Sugar cravings that strike after a meal may be due to serotonin, a feel-good brain chemical that’s associated with an elevated mood. 

Eating a sugary dessert causes serotonin levels to rise in the brain, which can make you feel calmer and happier.


There are basic physical reasons why we crave something sweet after a meal. Something sweet afterwards is the body’s way of trying to create balance. Eating salty food makes us feel like we “have to have” something sweet or we won’t feel at good.

For many people, eating dessert after meals is a habit. Rather than a physiological sugar craving, the desire occurs simply because you’re used to ending your meal with a sweet. It’s something you want versus something your body actually needs. Unbalanced meals that lead to an uneven blood-sugar level may also be to blame. For example, a meal comprised primarily of refined starchy foods that are quickly digested (e.g. white bread, white rice, refined cereals) will cause your blood sugar (glucose) to spike after eating. Soon after eating, this glucose soar is followed by a drop, causing you to crave sugar.

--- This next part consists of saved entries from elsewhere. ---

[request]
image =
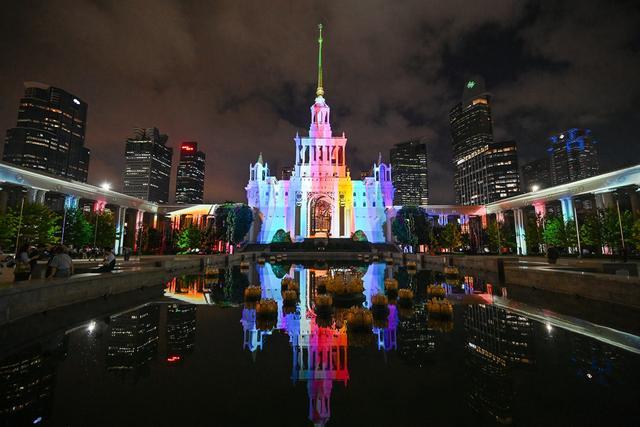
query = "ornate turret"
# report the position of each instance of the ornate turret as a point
(320, 111)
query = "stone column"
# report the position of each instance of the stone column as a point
(4, 197)
(567, 208)
(71, 202)
(32, 194)
(388, 230)
(634, 198)
(521, 241)
(541, 209)
(120, 221)
(136, 235)
(604, 200)
(40, 195)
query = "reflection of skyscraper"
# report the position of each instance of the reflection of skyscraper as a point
(387, 337)
(27, 380)
(319, 353)
(497, 341)
(593, 360)
(133, 338)
(416, 341)
(181, 330)
(319, 357)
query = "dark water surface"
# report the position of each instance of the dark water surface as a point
(204, 359)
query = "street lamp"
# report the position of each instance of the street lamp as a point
(24, 191)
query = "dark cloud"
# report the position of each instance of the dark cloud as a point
(239, 76)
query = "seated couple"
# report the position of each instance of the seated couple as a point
(108, 262)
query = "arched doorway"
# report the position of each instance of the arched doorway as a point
(320, 218)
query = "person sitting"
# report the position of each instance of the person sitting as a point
(109, 261)
(61, 264)
(23, 264)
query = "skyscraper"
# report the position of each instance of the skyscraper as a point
(49, 135)
(410, 175)
(475, 156)
(190, 178)
(503, 179)
(147, 165)
(574, 156)
(536, 175)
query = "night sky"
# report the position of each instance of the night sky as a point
(239, 76)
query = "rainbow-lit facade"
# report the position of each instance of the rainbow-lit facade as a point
(320, 199)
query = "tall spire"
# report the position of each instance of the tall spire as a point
(320, 90)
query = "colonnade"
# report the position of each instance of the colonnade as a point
(603, 200)
(38, 196)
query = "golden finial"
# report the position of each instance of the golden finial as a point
(320, 90)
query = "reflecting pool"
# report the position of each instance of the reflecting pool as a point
(201, 355)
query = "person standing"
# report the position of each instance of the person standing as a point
(61, 264)
(23, 267)
(109, 261)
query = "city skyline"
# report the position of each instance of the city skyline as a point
(542, 89)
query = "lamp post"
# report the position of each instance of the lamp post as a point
(107, 187)
(20, 219)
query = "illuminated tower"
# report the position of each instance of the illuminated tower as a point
(190, 177)
(49, 135)
(574, 156)
(320, 199)
(484, 171)
(147, 166)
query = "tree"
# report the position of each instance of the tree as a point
(281, 236)
(38, 226)
(533, 232)
(591, 232)
(242, 220)
(151, 240)
(8, 230)
(189, 238)
(507, 236)
(635, 234)
(411, 226)
(359, 236)
(571, 238)
(105, 233)
(232, 222)
(493, 236)
(555, 232)
(610, 225)
(77, 230)
(450, 237)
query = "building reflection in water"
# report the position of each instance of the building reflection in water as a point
(387, 336)
(133, 340)
(27, 381)
(181, 331)
(319, 353)
(416, 340)
(497, 342)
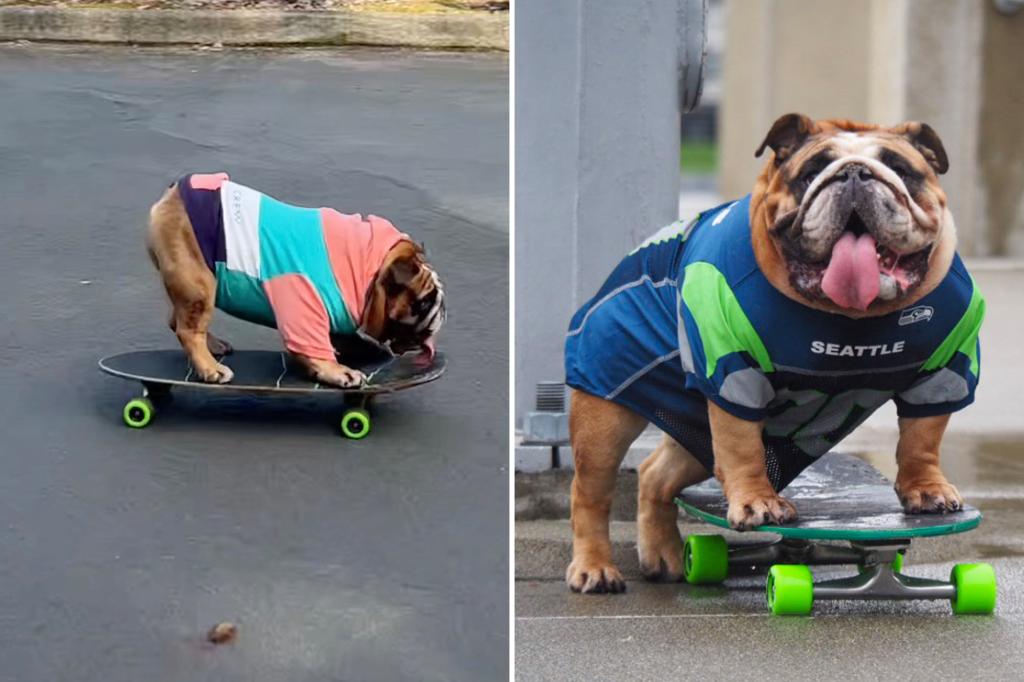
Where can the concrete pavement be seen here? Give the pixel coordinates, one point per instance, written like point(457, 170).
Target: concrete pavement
point(377, 559)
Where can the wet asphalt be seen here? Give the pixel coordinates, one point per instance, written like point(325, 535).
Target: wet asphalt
point(384, 558)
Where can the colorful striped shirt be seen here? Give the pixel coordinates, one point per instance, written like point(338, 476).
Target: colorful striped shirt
point(305, 271)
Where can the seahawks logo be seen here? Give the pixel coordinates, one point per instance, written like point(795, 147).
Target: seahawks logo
point(920, 313)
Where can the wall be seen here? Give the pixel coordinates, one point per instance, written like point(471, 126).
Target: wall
point(955, 65)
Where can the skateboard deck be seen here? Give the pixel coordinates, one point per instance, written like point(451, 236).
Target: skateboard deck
point(270, 372)
point(838, 498)
point(263, 372)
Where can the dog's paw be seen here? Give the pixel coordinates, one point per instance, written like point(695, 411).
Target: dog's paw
point(218, 346)
point(660, 553)
point(594, 578)
point(218, 374)
point(936, 497)
point(341, 376)
point(748, 512)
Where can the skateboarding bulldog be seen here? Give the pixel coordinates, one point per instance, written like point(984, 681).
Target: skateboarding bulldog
point(317, 275)
point(760, 334)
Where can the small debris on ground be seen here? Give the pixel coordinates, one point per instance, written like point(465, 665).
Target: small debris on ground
point(222, 633)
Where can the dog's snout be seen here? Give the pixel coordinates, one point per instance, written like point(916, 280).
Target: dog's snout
point(858, 172)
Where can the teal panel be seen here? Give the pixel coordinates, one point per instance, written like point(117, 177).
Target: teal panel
point(291, 241)
point(243, 296)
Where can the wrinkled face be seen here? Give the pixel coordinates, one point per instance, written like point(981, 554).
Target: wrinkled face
point(415, 307)
point(854, 210)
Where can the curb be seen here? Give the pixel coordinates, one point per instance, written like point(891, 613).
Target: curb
point(252, 27)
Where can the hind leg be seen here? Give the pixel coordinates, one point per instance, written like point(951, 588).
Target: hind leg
point(189, 284)
point(669, 469)
point(601, 433)
point(216, 345)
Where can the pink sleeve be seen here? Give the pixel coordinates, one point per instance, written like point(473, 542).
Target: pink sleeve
point(302, 320)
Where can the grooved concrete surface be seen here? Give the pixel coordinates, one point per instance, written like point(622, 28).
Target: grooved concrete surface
point(678, 631)
point(384, 558)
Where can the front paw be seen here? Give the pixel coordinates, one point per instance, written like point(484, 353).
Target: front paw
point(929, 497)
point(218, 346)
point(592, 577)
point(341, 376)
point(659, 547)
point(217, 374)
point(748, 511)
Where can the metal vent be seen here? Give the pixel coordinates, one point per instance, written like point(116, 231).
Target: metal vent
point(550, 396)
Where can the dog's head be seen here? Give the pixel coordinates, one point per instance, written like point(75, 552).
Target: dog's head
point(406, 302)
point(849, 217)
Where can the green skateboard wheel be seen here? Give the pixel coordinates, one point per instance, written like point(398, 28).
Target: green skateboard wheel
point(790, 590)
point(355, 423)
point(706, 559)
point(975, 585)
point(138, 413)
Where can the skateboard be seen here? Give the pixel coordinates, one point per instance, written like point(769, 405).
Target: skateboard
point(261, 372)
point(840, 499)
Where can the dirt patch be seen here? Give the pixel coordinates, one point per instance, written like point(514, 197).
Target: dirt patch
point(402, 6)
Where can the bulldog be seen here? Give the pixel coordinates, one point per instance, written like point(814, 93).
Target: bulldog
point(760, 334)
point(320, 276)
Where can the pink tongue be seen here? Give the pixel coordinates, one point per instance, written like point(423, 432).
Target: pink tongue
point(852, 276)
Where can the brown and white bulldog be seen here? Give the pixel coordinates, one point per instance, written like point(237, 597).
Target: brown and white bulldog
point(320, 276)
point(846, 219)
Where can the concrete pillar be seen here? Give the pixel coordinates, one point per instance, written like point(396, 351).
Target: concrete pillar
point(597, 112)
point(1000, 148)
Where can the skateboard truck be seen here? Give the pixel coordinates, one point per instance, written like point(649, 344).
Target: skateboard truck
point(791, 589)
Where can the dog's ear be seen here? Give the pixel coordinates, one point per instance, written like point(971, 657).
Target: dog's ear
point(926, 140)
point(403, 270)
point(786, 135)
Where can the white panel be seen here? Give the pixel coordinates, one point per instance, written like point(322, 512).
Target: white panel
point(241, 209)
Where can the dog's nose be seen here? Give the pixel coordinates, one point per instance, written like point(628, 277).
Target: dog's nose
point(855, 172)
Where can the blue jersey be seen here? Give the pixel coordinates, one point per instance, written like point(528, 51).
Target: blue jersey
point(687, 317)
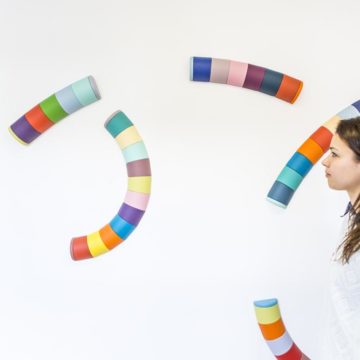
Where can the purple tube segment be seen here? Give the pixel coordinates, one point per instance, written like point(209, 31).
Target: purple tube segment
point(24, 131)
point(254, 77)
point(130, 214)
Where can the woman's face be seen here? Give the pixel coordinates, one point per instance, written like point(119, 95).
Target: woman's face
point(342, 170)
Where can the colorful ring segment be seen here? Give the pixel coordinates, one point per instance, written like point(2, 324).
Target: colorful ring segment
point(53, 109)
point(274, 331)
point(136, 199)
point(245, 75)
point(306, 156)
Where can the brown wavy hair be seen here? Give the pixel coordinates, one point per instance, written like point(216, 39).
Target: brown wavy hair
point(349, 132)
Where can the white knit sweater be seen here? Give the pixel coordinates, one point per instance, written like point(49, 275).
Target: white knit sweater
point(343, 324)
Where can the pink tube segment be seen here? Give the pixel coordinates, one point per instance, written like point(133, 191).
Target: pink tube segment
point(237, 73)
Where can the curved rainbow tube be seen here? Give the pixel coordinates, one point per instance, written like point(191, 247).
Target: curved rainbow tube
point(274, 331)
point(136, 199)
point(306, 156)
point(53, 109)
point(245, 75)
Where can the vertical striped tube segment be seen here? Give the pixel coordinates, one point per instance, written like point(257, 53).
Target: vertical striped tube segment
point(245, 75)
point(274, 332)
point(53, 109)
point(306, 156)
point(136, 199)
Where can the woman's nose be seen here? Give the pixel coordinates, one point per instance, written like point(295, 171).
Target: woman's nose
point(325, 162)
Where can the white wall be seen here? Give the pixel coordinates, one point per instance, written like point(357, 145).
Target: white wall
point(182, 285)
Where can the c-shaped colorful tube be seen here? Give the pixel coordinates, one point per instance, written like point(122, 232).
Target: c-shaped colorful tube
point(274, 331)
point(136, 199)
point(306, 156)
point(53, 109)
point(245, 75)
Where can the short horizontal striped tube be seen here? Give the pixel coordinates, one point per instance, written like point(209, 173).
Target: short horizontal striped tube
point(306, 156)
point(245, 75)
point(274, 332)
point(136, 199)
point(53, 109)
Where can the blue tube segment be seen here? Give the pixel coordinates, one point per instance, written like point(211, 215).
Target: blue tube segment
point(281, 193)
point(300, 163)
point(201, 68)
point(121, 227)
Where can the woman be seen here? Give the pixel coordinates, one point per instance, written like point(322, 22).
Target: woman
point(342, 168)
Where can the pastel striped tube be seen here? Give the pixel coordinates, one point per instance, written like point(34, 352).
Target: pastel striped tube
point(274, 332)
point(245, 75)
point(136, 199)
point(306, 156)
point(53, 109)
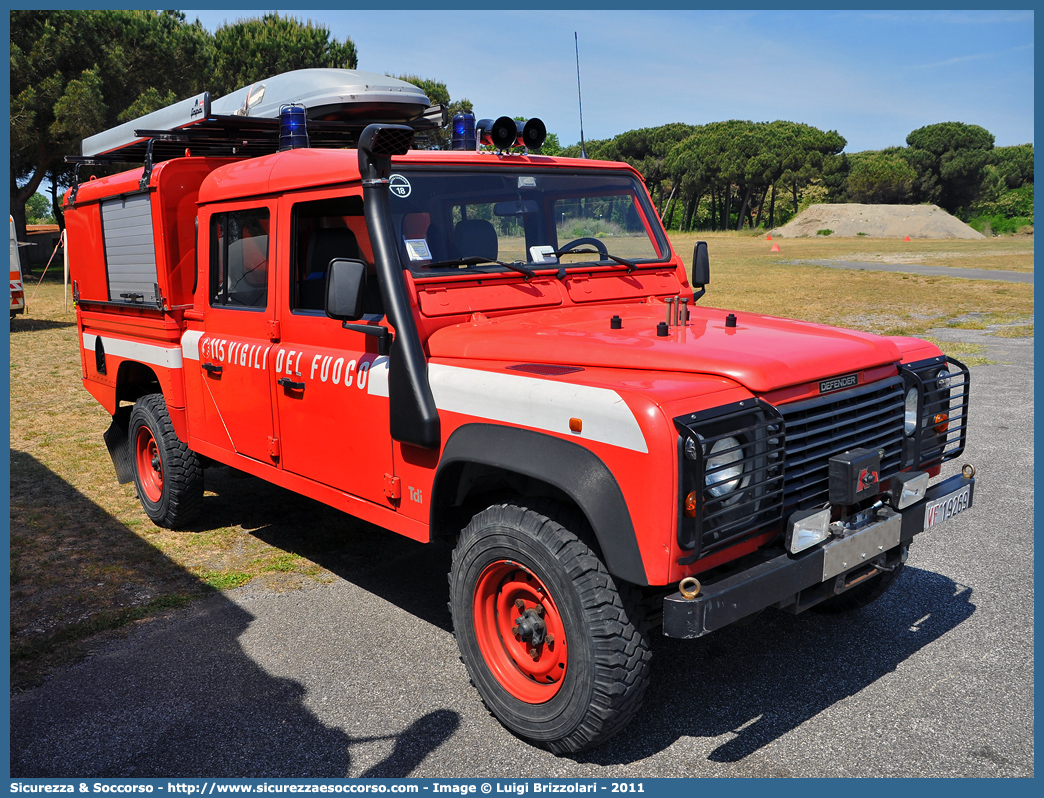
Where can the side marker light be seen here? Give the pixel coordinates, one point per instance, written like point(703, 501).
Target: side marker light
point(691, 505)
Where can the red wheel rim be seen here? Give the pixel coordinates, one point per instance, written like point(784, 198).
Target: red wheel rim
point(529, 673)
point(149, 465)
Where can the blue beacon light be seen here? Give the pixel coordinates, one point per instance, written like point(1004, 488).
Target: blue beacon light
point(464, 132)
point(292, 126)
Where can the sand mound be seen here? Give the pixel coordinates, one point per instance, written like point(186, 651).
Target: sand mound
point(877, 221)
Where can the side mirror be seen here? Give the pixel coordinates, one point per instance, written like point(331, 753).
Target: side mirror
point(346, 288)
point(701, 264)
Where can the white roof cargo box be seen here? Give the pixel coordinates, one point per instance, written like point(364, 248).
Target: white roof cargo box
point(331, 95)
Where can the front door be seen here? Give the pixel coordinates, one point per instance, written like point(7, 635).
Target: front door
point(236, 348)
point(331, 386)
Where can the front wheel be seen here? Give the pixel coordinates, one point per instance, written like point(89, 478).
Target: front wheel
point(167, 474)
point(554, 646)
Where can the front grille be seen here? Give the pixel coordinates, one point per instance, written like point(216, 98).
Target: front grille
point(870, 416)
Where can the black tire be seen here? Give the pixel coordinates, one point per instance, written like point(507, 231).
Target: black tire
point(167, 475)
point(604, 669)
point(860, 595)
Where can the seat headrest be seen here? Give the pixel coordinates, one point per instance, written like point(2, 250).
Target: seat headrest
point(476, 237)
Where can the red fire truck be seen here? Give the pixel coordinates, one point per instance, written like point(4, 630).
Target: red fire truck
point(500, 350)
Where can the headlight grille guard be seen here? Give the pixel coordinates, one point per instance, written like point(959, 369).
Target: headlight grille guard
point(928, 447)
point(757, 502)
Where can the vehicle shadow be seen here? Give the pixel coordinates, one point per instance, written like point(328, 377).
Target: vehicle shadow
point(755, 683)
point(408, 574)
point(178, 696)
point(28, 324)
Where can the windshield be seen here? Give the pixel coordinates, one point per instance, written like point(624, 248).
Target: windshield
point(447, 220)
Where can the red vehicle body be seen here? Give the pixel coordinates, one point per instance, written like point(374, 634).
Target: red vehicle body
point(593, 450)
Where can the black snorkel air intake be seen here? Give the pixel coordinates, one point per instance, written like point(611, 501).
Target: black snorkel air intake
point(413, 416)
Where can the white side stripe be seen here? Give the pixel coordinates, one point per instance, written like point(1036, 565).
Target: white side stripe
point(532, 402)
point(190, 345)
point(378, 378)
point(153, 354)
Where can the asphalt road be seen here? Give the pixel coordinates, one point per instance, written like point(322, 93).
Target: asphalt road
point(360, 677)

Finish your meal with a nutritious sweet dessert. Try a baked apple with dried cherries and maple syrup, homemade rice pudding or stewed fruit or honey mixed sugar free foods. Eat balanced meals. Add slowly digested, or low-glycemic index, carbohydrate foods to meals to help keep your blood-sugar level stable after eating. Low GI foods include 100-per-cent stone-ground bread, brown rice, wild rice, quinoa, sweet potato, new potatoes, legumes and most types of fruit. To suppress appetite longer after meals, include a source of protein at breakfast, lunch and dinner such as egg whites, Greek yogurt, poultry, fish, lean meat, tofu and legumes.